One fabulous benefit to this approach is that it allows the back button to be functional (with a little added trickery), which has traditionally been a painful side effect of chronic AJAX usage. I'm not 100% sure of what this trickery is, but I bet it's somehow able to detect when the browser modifies the fragment identifier (possibly by checking it every ~500 milliseconds).

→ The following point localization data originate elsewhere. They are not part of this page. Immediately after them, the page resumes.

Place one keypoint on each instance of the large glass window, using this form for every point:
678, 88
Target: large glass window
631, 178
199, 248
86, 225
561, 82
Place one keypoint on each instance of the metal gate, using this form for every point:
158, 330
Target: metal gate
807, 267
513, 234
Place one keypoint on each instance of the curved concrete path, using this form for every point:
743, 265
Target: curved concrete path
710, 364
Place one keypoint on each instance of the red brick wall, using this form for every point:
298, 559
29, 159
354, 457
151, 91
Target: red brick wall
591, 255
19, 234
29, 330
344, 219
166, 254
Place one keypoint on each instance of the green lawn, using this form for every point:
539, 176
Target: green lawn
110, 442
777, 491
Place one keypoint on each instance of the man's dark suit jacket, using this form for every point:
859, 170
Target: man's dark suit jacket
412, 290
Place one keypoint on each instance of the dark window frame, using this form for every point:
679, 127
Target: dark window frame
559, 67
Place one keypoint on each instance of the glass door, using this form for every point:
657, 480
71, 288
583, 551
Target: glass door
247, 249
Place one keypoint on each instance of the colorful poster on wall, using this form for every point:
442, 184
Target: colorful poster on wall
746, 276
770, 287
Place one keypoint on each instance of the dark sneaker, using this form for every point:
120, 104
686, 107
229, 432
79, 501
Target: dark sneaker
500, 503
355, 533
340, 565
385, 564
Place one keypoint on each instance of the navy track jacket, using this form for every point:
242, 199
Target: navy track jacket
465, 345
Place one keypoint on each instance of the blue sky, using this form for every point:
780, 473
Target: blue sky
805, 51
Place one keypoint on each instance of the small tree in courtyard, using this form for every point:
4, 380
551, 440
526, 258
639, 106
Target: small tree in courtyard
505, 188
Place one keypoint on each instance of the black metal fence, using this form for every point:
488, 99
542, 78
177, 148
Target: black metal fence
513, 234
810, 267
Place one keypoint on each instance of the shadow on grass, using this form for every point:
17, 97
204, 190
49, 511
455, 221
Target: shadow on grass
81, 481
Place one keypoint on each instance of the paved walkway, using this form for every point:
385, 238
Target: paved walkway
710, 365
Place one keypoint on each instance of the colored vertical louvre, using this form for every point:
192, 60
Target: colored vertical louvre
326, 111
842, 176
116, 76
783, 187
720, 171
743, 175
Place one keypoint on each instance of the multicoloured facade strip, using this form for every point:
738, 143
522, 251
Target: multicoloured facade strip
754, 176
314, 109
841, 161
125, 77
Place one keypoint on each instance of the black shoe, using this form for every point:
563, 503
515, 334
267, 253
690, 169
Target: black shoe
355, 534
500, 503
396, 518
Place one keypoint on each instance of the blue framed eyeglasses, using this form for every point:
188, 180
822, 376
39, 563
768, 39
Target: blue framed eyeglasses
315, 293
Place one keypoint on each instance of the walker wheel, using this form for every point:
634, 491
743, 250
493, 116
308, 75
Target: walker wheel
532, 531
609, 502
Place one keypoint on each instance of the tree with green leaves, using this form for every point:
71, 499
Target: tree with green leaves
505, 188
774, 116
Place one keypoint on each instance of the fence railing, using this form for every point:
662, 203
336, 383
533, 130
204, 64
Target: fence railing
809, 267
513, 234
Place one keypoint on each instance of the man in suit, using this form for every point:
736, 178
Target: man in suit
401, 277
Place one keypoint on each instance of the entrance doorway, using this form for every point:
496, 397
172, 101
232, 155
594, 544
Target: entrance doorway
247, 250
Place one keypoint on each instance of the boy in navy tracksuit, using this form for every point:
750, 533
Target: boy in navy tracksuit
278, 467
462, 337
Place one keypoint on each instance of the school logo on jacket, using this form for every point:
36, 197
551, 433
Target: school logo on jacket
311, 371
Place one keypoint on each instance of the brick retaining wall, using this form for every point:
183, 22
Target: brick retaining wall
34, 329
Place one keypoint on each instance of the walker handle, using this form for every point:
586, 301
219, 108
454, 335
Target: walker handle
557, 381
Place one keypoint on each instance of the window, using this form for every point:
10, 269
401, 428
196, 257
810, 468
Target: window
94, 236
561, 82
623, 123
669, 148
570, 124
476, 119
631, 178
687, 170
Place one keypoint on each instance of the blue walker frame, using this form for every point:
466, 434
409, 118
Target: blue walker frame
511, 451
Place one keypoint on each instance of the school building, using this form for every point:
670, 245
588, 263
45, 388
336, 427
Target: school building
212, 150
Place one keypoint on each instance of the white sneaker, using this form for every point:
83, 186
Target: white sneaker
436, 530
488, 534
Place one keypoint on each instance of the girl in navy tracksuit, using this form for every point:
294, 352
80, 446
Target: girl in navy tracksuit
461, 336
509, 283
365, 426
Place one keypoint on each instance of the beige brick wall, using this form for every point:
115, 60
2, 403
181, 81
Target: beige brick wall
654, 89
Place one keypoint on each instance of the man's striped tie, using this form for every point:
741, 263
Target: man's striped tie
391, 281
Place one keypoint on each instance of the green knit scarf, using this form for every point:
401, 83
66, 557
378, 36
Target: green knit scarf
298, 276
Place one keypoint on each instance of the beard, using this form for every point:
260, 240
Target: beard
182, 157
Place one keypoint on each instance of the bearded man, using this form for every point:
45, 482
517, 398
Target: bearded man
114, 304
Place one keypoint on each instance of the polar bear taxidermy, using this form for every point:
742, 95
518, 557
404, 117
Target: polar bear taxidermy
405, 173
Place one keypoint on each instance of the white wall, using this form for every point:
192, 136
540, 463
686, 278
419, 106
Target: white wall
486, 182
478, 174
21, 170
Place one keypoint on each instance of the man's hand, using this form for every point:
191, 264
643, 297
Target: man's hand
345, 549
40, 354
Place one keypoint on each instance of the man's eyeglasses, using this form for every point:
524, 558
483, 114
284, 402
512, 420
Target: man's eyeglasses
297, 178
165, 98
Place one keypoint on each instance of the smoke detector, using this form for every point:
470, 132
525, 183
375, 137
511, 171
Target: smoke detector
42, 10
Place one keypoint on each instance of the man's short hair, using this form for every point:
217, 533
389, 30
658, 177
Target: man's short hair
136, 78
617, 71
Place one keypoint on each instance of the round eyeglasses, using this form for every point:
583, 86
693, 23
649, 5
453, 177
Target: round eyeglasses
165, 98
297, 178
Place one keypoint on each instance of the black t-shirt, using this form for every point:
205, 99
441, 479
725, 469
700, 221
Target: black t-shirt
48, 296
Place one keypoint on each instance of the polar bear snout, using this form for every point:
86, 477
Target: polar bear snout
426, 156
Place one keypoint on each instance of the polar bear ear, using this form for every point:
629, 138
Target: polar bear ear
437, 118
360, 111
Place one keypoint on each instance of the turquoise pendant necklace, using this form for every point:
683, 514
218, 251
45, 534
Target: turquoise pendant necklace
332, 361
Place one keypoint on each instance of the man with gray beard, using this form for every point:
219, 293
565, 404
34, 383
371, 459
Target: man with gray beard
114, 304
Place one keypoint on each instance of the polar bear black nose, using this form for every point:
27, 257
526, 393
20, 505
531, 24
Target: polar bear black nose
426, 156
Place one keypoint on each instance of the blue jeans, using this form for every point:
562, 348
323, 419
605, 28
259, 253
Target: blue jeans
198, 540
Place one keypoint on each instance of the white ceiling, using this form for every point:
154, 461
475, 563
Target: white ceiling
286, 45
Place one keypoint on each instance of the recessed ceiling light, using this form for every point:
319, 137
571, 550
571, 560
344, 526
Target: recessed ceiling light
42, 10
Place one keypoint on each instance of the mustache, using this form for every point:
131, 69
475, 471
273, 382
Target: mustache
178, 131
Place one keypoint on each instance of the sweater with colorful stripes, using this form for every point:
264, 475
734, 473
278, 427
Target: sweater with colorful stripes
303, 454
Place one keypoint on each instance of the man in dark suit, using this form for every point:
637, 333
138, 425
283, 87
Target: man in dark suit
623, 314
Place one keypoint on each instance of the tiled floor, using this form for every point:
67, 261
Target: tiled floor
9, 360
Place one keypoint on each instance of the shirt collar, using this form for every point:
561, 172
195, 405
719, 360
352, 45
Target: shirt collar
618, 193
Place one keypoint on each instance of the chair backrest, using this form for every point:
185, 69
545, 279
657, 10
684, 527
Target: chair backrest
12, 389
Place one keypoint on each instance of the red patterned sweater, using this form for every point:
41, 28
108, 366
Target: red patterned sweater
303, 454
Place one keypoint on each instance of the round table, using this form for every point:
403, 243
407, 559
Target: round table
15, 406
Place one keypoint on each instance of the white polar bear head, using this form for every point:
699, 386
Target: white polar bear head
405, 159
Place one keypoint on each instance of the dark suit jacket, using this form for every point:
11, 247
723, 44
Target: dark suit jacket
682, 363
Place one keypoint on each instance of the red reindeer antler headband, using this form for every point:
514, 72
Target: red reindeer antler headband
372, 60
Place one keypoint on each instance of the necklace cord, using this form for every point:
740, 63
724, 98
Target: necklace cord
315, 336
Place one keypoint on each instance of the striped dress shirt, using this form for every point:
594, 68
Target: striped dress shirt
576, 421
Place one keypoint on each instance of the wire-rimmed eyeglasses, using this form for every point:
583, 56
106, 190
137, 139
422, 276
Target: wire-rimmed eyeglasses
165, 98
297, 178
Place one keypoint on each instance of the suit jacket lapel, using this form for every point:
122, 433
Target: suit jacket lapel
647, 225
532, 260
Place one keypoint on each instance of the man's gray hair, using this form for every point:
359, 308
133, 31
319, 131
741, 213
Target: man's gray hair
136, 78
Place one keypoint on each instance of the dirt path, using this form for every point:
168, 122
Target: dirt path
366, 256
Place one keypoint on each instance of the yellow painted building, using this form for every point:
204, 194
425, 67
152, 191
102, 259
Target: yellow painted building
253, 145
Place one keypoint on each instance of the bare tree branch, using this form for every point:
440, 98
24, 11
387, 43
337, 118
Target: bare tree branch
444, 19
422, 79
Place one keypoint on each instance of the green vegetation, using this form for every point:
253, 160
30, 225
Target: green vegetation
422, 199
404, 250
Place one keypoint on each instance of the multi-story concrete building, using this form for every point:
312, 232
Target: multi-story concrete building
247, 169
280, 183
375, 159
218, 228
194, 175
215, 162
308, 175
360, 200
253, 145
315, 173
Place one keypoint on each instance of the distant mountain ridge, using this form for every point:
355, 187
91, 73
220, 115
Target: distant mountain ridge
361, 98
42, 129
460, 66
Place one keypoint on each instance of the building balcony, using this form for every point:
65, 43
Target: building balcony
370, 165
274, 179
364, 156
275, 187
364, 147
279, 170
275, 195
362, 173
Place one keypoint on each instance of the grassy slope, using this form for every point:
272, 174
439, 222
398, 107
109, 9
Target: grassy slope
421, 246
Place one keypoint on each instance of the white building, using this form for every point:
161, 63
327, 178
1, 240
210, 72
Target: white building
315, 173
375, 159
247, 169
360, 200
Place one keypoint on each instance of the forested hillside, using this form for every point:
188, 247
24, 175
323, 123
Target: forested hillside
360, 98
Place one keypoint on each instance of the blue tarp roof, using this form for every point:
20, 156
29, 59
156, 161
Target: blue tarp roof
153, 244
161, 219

As a side note, changing the hash to a value that can't be found within the DOM (via element ID) will scroll the page all the way to the top. To see what I'm talking about: you scroll down about 10 pixels from the top of Facebook, exposing half of the top menu. Click on one of the items, it will jump it back up to the top of the page as soon as the fragment identifier gets updated (without any window repaint/redraw delay).

Josh Stodola
Thanks Josh, that's what I missed when looking at it, it is using the hash trick.
Jim Soho
You're welcome. My pleasure!
Josh Stodola
Excellent and very well explained answer Josh. Thanks :)
AJ
Yeah sounds a bit like they're doing something like this: http://www.contentwithstyle.co.uk/content/fixing-the-back-button-and-enabling-bookmarking-for-ajax-apps
Wilfred Knievel
And it can actually be google-friendly: http://code.google.com/web/ajaxcrawling/
Kalmi
A: 

With CSS absolute/fixed positioning, the div tags containing the headers and footers can be anywhere in the HTML. Like at the top!

On most current browsers there is a render delay, one quarter second for Firefox I believe, so that the page will not display partially rendered content in quick flashes and waste a lot of time drawing as network data comes in.

So what can happen is that the new page quickly returns HTML containing the styles and header and footer. This content can be rendered immediately by the browser, so when it displays the next page, it appears as if those didn't change.

If the page is generating dynamic content, a good trick is to put all the static information at the top, output that and flush the data buffer. Then do the dynamic database queries and such.

Zan Lynx
A: 

To augment Josh Stodola's answer: In my understanding the YUI Bookmark Manager does exactly this job.